Developers can then assign roles permissions on Enter, Place, Ship, and Cancel.  It also has an ACL-type permission scheme where developers can create adhoc permissions and grant them to roles, SQL-style permissions for table objects, and permissions for stored procedures.

This plurality of permission schemes is meant to obviate the need for roll-it-yourself user management code and remove a major headache from developement.

Another way that CodaServer differs from traditional SQL databases is that the role-based permissions system is actually part of the schema for each application.  It is deployed with the application as it moves between different environments and the roles themselves are managed by developers rather than database administrators.  (The administrators have their own domain of responsibility covered in an upcoming article)

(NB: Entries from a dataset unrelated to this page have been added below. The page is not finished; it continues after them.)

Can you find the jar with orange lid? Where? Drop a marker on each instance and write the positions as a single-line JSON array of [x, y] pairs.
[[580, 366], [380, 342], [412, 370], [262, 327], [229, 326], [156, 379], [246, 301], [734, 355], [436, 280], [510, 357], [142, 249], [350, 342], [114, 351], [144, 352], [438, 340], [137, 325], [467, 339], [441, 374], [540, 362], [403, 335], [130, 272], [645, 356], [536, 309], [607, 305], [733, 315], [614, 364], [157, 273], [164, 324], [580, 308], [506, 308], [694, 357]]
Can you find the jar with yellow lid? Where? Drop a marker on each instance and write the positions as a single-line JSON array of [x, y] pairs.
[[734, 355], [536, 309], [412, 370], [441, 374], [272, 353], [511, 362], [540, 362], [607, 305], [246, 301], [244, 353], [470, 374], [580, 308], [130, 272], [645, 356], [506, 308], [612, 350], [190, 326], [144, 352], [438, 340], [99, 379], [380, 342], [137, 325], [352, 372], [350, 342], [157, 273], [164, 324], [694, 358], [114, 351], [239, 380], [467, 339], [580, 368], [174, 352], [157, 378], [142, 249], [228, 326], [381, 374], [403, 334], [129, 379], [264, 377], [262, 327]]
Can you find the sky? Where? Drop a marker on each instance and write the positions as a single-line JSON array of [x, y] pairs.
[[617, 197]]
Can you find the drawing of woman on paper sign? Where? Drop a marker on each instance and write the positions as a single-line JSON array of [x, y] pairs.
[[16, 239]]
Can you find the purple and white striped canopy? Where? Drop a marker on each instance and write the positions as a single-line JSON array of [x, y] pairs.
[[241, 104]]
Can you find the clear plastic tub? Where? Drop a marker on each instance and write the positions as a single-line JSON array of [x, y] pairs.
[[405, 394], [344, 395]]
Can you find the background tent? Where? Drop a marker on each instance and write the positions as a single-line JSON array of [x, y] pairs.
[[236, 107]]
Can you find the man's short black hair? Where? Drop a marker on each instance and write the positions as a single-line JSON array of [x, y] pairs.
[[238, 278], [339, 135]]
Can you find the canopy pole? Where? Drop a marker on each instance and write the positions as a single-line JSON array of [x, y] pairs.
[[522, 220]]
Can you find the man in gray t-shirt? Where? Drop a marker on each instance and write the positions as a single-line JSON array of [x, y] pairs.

The logic behind this is that saying which role has what access to the system is very much a part of the business rules.  Is there any reason why a shipping clerk should not be able receive a shipment in the development instance but should in production?  Probably not.  You may want to say that Charlie should be stripped of his shipping clerk role because things he signs for tend to disappear, but the role itself is still a valid entity and shouldn’t change.

A user in CodaServer can have any number of roles in an application environment, and their permissions in the system are a union of all the permissions of the roles they have been granted.  Metadata about a user’s roles and permissions can be gleaned through the SHOW ROLES and SHOW PERMISSIONS commands.  No more trolling around in the information_schema.

Finally, a user management system that works with you rather than against you.